Ignore Google and get from eBay a back issue of the best piece of Jodie literature: Rolling Stone’s ‘Special College Issue’ from March 21, 1991. In it Jodie reflects on the big issues, special college issues:

  1. Fantasy: “I do create a lot of illusions for myself. I say I’ve got a lot to do today, gotta go to the post office, pick up my laundry.”
  2. Domesticity: “I love my pots and pans, my beautiful ice bucket, luxuries like linen sheets, bath soaps, lace pillowcases.”
  3. Downtime: “I’m going to do my mole thing. I’ll call you when I come out of my hole.”
  4. Subculture: “I play disenfranchised people. Part of my agenda with that is out of some need to save them.”
  5. Childhood: “My mom painted the house terra cotta. We were the original sun-dried tomato family.”
  6. Psycholanalysis: “I get analyzed to death and that’s okay. That’s what I’m here for.”
  7. There you have it: Jodie’s here. Get used to it.


    Kelly Doley: Kurt Vonnegut, Slaughterhouse 5 (1969)

    More than science fiction, Slaughterhouse 5 is a time travel novel that captures the voice of a generation disillusioned by war. This book has been significant in shaping my worldview for its astute observations of human nature. Verging on jaded and cynical, Vonnegut always gets the balance right with a good sense of humor. But it is the non-linear narrative in Slaughterhouse 5 that gets me the most. The constant flicking between the protagonist’s past, present and future is an experience of time as circular, connected and happening all at once. This always gets me excited because it makes space to imagine other possibilities of perception (an obsession of mine).

    “And so it goes…”


    Rachel Feery: Sylvia Plath, Mirror (1961)

    There’s a pulse to Plath’s writing that is hers. A language that flowers and dies. Words laid side by side, forming visuals as textual as the actual object, event and life. You get in her head where sad truths pang like bruised flesh. Others are cryptic and of exquisite beauty. The poem, Mirror (appears in Selected Poems, compiled by Ted Hughes) illustrates a conversation with the self and ones perception of ones self as it shifts over time.
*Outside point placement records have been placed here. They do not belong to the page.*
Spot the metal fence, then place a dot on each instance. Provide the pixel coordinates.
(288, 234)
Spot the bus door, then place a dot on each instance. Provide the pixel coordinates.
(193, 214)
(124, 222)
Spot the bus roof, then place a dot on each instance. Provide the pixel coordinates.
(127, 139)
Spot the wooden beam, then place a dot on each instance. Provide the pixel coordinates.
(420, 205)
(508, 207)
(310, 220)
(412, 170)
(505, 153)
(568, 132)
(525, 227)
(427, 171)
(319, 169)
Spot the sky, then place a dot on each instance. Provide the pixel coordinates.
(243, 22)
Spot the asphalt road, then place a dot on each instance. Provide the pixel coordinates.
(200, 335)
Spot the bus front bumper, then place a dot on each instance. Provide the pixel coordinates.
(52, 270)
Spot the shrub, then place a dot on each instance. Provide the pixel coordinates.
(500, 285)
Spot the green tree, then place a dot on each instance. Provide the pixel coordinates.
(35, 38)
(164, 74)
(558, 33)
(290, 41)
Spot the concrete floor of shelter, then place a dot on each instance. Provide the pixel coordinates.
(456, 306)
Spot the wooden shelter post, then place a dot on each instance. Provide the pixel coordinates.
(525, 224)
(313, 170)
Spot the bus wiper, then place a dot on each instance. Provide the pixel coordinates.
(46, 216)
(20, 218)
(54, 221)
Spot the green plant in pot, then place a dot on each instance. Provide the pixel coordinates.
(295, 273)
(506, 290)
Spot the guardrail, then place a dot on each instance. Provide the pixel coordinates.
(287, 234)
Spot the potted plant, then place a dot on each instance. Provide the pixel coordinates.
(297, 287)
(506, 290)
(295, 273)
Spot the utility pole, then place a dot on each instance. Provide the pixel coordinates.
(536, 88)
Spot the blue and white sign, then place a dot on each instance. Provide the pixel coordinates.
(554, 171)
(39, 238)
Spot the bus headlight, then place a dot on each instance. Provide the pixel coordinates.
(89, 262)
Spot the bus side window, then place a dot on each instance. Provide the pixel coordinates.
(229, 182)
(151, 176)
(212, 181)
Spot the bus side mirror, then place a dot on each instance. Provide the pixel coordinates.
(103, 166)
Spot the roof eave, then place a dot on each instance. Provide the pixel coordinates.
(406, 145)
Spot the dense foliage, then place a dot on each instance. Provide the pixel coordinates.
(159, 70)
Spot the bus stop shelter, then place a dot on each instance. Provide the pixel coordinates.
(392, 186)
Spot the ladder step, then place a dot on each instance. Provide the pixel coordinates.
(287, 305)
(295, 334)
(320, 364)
    “Now I am a lake. A woman bends over me,

    Searching my reaches for what she really is…

    In me she has drowned a young girl, and in me an old woman.” (p34)


    Samuel Hodge: Scholastic Lucky Dip

    I never had any access to books when I was a kid. But when I was ten I ordered the Scholastic Book Club Lucky Dip.
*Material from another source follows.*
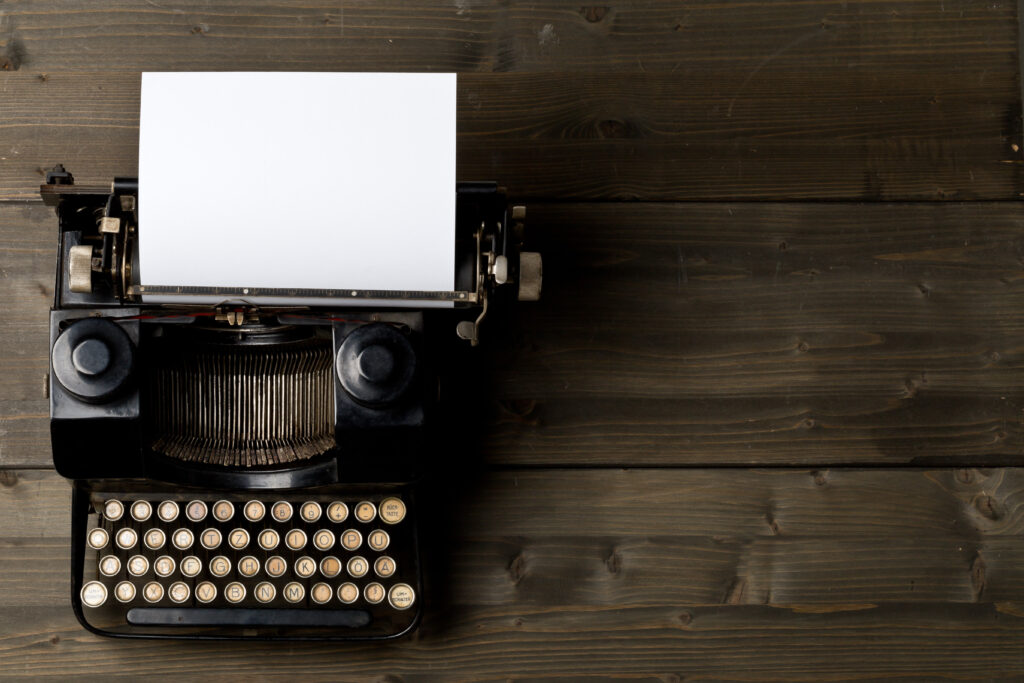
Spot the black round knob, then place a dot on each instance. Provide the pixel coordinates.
(93, 358)
(376, 365)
    In it was the usual crap you would expect, including one book called Born Into Light by Paul Samuel Jacobs. It was about a bunch feral children found living in the New England woods during the Great Depression.

    As a poor lonesome kid in the Australian New England countryside I finally had a friend in these mutant children. Maybe I related to them too much.
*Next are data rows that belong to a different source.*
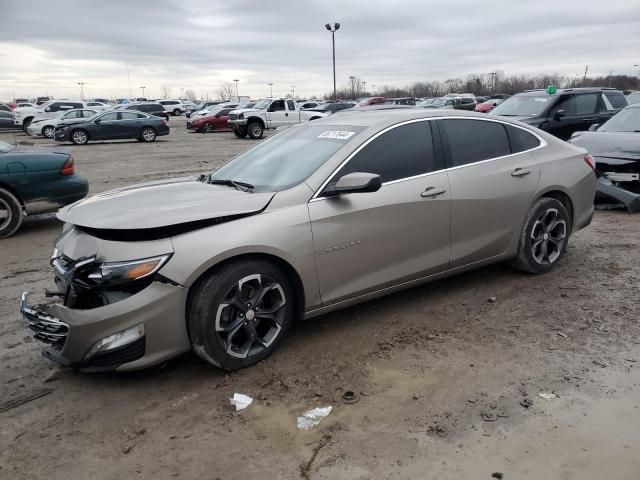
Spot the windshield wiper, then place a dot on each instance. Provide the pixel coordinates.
(242, 186)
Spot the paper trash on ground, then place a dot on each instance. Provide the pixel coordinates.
(240, 401)
(312, 418)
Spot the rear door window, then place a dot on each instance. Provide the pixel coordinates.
(402, 152)
(473, 141)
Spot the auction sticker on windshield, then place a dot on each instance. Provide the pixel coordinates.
(340, 134)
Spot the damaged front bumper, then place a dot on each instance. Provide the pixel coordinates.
(137, 332)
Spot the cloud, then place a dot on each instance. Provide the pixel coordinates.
(200, 44)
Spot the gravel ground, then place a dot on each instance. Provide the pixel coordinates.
(446, 376)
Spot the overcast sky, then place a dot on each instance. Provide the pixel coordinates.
(47, 47)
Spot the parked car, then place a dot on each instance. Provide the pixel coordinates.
(615, 147)
(400, 101)
(22, 116)
(488, 105)
(455, 103)
(365, 102)
(633, 97)
(45, 126)
(113, 125)
(315, 218)
(215, 120)
(34, 181)
(151, 108)
(269, 113)
(173, 107)
(6, 120)
(563, 111)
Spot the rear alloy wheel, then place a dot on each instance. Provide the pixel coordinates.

    Unfortunately all those feral children died within two years. I however keep on going.


    Tom Polo: One Liners

    I don't admit this much but I don't read a great deal of literature. It's not that I don't like reading, it's more that by page 3 I'm begging "AND THEN WHAT HAPPENED!?" Yes I admit, I do have a short attention span. I am however a big fan of comedy and one-liners, as you may have guessed from my art practice. That’s the main reason why I joined Twitter. Nothing over 140 characters. Comedians like Rob Delaney, Megan Amram, Sam Simmons and Melinda Buttle are some of my favourite people to follow. They are funny and that, dear reader, is fun.


    Giselle Stanborough: Internet Language

    As an artist and a person I am heavily engaged with internet culture. Net language is differentiable from typographic language in that it is hypertextual – that is, non-lineal – and changeable, copiable and distributable in a way that no printed text is. Even more relevant to my practice is the way recognition of particular memetic devices establishes and confirms a sense of identity and inclusion in online communities. I am interested in the durational aspect of meme dispersion and I whistled for a cab and when it came near the license plate said fresh and it had dice in the mirror. If anything, I could say that this cab was rare but I thought, ‘Nah, forget it. Yo home to Bel-Air!’ I pulled up to the house about seven or eight and I yelled to the cabby 'yo Holmes, smell ya later!' I looked at my kingdom, I was finally there, to sit on my throne as the prince of Bel-Air.